Controverso è invece il giudizio sulla tendenza a trasformare l'arte in business; tendenza che parte dalle tecniche di marketing spesso applicate alla promozione di artisti e delle loro opere, fino ad arrivare alla creazione di fondi di investimento in arte. La differenza fondamentale tra queste due posizioni è incentrata sugli effetti che questo avvicinamento tra arte e finanza avrà sul futuro della creazione artistica. L'arte, infatti, nasce per esprimere un'emozione, una sensazione, qualcosa che fa parte della sfera intima dell'animo umano e non per soddisfare le mode del momento. Il timore più diffuso è che lo sviluppo di un mercato dell'arte, dove avvengono sempre più spesso scambi milionari, possa determinare un'influenza negativa sulla produzione artistica.
Il mercato dell'arte è un luogo di incontro di figure che vi si affacciano per soddisfare bisogni molto diversi. Un estremo è rappresentato dai collezionisti che per anni comperano arte per soddisfare un bisogno interiore, sulla base delle proprie emozioni, dei propri gusti e delle proprie passioni. All'estremo opposto vi sono i fondi di investimento: in questo caso il bisogno da soddisfare è di tipo economico-finanziario. L'opera d'arte va acquistata, alla stregua di una qualunque altra attività finanziaria, solamente se si ritiene che potrà essere rivenduta in futuro traendone un guadagno.

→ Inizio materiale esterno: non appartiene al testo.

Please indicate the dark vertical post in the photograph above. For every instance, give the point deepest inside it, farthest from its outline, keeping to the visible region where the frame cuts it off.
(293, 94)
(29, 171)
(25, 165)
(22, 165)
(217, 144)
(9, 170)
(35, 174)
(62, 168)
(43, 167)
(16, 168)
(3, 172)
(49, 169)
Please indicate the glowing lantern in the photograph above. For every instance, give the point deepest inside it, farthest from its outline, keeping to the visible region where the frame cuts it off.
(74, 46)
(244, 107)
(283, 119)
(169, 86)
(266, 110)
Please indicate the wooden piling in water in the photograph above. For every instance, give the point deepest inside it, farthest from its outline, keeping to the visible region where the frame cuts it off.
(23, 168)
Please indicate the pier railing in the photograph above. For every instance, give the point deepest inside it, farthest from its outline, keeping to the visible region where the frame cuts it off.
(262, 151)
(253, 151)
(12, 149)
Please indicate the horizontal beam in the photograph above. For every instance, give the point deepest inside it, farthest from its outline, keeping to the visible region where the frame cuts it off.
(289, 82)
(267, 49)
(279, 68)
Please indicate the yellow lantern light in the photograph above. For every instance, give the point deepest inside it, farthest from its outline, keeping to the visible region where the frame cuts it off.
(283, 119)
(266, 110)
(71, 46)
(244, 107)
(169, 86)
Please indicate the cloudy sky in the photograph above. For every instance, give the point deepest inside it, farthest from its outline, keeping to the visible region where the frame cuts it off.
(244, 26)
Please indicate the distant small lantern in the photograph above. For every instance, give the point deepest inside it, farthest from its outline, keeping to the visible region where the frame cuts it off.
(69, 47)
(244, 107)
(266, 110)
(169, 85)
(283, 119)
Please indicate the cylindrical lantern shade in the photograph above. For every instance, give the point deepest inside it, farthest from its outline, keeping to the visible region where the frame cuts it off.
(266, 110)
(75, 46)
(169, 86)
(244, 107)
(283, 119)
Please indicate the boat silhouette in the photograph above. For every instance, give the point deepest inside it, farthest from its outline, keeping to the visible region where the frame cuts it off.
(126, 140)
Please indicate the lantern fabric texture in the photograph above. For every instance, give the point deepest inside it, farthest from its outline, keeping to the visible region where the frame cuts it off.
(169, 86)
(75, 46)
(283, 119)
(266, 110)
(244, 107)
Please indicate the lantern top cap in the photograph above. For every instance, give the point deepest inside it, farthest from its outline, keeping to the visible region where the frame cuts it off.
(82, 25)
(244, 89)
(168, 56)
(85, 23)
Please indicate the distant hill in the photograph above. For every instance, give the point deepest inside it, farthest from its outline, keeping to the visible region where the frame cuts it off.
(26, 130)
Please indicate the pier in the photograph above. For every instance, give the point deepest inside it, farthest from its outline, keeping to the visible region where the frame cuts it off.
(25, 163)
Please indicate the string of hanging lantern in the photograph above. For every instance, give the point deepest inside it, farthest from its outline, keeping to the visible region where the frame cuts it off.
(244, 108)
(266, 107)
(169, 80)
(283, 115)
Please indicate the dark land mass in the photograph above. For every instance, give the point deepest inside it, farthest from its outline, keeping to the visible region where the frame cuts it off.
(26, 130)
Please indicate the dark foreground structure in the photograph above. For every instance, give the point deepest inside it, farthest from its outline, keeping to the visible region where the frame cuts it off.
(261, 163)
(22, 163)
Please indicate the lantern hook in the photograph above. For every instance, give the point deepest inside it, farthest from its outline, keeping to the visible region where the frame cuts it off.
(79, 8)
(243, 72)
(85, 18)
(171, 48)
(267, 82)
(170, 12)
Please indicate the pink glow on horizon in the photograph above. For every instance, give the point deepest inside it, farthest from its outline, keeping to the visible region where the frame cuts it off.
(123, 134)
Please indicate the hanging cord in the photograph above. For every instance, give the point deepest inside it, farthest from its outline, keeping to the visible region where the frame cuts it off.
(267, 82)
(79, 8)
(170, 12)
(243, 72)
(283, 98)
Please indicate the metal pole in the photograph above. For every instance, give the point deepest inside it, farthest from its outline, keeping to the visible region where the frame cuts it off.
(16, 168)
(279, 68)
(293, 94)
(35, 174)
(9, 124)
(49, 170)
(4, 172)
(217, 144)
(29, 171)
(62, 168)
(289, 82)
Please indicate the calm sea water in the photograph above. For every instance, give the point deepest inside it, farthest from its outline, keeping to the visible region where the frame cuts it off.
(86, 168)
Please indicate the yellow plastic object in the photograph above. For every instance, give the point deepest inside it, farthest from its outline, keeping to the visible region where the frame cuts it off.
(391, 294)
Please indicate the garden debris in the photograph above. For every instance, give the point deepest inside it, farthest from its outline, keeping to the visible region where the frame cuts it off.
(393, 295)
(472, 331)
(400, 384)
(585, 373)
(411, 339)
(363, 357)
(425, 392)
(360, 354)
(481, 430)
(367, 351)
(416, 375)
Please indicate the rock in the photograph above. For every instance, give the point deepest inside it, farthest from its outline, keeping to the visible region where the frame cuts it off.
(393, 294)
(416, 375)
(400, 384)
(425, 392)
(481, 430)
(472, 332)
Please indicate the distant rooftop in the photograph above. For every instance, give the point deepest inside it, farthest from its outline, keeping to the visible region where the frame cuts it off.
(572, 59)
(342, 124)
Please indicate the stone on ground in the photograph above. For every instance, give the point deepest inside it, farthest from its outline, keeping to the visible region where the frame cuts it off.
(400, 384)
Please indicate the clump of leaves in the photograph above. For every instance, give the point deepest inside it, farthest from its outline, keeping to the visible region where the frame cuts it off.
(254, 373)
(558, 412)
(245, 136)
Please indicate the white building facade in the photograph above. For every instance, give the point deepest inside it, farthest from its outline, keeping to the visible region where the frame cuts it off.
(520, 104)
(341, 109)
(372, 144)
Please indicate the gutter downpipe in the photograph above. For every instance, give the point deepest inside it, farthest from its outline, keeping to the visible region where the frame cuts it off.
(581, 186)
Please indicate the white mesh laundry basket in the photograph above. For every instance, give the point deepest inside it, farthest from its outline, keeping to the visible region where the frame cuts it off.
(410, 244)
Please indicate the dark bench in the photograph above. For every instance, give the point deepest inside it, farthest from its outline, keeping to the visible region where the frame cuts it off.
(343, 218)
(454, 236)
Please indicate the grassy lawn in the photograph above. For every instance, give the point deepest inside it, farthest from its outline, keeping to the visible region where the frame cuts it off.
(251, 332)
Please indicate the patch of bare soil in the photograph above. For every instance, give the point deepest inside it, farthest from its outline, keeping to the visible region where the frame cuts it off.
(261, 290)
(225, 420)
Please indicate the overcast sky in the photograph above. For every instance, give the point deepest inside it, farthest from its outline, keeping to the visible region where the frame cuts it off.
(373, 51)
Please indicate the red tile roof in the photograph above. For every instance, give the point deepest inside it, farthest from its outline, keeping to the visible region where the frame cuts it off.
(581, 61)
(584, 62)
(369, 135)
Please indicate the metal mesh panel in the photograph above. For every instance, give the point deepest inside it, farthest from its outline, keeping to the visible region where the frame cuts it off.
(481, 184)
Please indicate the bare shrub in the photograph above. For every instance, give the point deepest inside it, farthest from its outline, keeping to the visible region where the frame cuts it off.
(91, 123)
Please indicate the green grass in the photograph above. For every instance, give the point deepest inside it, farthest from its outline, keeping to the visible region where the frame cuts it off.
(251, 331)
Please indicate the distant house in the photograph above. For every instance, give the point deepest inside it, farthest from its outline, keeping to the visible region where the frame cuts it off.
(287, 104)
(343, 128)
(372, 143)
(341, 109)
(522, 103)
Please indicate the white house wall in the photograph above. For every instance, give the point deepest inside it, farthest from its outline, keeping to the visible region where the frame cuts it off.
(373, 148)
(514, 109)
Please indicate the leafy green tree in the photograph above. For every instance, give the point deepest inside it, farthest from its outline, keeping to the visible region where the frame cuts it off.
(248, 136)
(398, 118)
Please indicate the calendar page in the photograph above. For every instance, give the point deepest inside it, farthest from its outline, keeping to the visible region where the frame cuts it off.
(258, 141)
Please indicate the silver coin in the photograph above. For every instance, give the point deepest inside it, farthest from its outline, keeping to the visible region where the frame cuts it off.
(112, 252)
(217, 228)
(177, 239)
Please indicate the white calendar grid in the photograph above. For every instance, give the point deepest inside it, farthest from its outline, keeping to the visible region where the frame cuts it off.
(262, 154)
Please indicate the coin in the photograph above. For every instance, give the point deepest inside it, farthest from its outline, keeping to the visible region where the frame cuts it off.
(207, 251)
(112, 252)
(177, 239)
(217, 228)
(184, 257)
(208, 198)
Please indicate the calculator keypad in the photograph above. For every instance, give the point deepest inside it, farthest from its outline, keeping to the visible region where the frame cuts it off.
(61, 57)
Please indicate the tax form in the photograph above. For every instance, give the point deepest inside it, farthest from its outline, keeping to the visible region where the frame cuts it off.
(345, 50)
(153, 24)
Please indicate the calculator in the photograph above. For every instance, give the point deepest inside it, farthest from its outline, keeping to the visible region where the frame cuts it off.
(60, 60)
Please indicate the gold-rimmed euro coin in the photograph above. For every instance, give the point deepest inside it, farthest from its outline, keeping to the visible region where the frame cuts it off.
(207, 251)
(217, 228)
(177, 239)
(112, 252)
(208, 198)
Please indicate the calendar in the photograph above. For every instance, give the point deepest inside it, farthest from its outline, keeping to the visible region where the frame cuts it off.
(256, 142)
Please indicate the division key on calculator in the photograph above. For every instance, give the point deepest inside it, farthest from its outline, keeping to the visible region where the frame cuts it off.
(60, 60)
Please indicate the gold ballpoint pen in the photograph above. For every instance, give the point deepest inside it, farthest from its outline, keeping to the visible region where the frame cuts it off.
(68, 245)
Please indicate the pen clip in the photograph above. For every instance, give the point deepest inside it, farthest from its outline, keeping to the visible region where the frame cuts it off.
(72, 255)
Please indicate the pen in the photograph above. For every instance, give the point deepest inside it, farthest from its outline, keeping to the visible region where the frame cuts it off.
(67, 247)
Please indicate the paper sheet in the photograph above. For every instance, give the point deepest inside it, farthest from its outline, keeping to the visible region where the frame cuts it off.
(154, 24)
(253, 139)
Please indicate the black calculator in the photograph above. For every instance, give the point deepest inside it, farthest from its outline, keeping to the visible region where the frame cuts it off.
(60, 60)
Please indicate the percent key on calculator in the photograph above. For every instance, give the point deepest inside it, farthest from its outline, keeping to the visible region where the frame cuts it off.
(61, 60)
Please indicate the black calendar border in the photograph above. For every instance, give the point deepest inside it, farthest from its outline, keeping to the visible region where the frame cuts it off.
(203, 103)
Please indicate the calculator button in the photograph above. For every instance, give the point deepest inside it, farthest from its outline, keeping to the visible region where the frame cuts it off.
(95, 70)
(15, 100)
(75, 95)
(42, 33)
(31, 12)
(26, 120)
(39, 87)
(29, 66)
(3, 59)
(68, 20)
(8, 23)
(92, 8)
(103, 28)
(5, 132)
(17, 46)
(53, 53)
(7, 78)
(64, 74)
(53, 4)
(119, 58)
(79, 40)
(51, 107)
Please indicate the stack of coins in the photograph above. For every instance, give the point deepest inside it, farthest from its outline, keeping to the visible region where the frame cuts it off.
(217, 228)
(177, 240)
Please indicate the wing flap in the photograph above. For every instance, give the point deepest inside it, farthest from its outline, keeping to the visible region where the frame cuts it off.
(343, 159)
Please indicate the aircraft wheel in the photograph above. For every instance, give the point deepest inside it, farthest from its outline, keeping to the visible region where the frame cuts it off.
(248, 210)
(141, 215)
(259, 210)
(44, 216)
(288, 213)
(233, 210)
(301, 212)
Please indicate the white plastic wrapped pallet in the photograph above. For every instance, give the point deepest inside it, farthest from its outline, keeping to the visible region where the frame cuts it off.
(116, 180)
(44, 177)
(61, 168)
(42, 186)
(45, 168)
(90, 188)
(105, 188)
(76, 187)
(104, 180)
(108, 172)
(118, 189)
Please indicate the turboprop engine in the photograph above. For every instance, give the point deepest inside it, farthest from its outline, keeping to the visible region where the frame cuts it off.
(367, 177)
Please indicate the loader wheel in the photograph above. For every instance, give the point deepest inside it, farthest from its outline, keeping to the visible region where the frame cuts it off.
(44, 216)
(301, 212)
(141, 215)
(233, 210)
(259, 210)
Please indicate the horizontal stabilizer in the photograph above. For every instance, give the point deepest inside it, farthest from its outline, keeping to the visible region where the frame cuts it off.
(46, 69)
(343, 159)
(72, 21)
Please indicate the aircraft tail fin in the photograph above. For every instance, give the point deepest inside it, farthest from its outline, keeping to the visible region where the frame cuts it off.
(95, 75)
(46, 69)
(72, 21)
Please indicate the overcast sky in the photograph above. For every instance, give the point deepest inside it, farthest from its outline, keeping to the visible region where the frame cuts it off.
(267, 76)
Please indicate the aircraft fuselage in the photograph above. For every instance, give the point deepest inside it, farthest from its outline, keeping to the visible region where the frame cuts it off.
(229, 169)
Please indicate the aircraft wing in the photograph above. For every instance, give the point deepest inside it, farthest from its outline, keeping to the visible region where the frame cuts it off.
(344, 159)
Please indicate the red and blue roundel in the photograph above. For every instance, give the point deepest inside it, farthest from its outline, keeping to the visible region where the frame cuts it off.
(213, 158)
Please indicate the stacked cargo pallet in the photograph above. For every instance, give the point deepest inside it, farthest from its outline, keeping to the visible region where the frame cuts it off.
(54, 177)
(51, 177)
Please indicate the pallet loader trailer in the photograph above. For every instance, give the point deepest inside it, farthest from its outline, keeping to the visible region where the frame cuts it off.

Tra i collezionisti puri e i fondi di investimento in arte si collocano numerosissimi altri soggetti, ad alcuni dei quali si rivolgono, per esempio, i servizi di art advisory delle banche. In questo caso la decisione su quali opere acquistare è affidata a esperti e magari, in casa, a rotazione, sono tenute solamente alcune delle opere, mentre le altre sono date in leasing per farle rendere.
Si parla molto di evoluzione del mercato dell'arte verso modelli di maggiore efficienza e trasparenza, c'è addirittura chi auspica che in futuro tutto il mercato dell'arte si trasferisca in rete. Il mercato dell'arte però non risponde alle teorie economiche tradizionali, in quanto la maggior parte degli investitori non vede l'arte come una semplice attività finanziaria. Gli asset under management dei fondi o dei cosiddetti investors club (società costituite con l'obiettivo di investire in arte, anche se non necessariamente nella forma di fondo) rappresentano, infatti, molto meno dell'uno per cento del mercato.
L'impatto dei fondi sui prezzi espressi dal mercato è pertanto trascurabile. I collezionisti, d'altro canto, tengono le opere d'arte in media per trenta anni e le ragioni principali che spingono alla vendita sono le cosiddette tre D (decesso, debito e divorzio) e non la semplice realizzazione di un profitto.
Forse una cornice teorica più adatta al mercato dell'arte è quella della finanza comportamentale, che individua la causa delle inefficienze dei mercati finanziari nella diversità dei comportamenti degli investitori.
Le persone, e tra loro gli investitori finanziari, non sono totalmente razionali. Le decisioni sono spesso influenzate da: distorsioni cognitive, ad esempio, il bias del senno di poi, per cui i risultati raggiunti vengono presi come punto di riferimento, e si assume che le aspettative iniziali debbano essere state molto vicine ai valori effettivamente ottenuti; distorsioniemozionali, ad esempio, in un contesto di gruppo gli individui tendono ad abbandonare le proprie certezze e le proprie inibizioni e sono portati a condividere le emozioni comuni, fino a compiere azioni estreme, che da soli non avrebbero mai preso in considerazione.
Queste distorsioni determinano inefficienze e quindi anomalie nei prezzi.
I protagonisti del mercato dell'arte sono sicuramente ancora più eterogenei degli investitori sul mercato finanziario: l'acquisto di arte soddisfa bisogni profondamente diversi ed è proprio la complessità la caratteristica principale di questo mercato.L'efficienza pare quindi un obiettivo impossibile e forse non necessariamente non auspicabile. È importante invece un approfondito confronto sulla possibilità di istituire dei meccanismi che tutelino il mercato dalla manipolazione di pochi soggetti a danno di altri.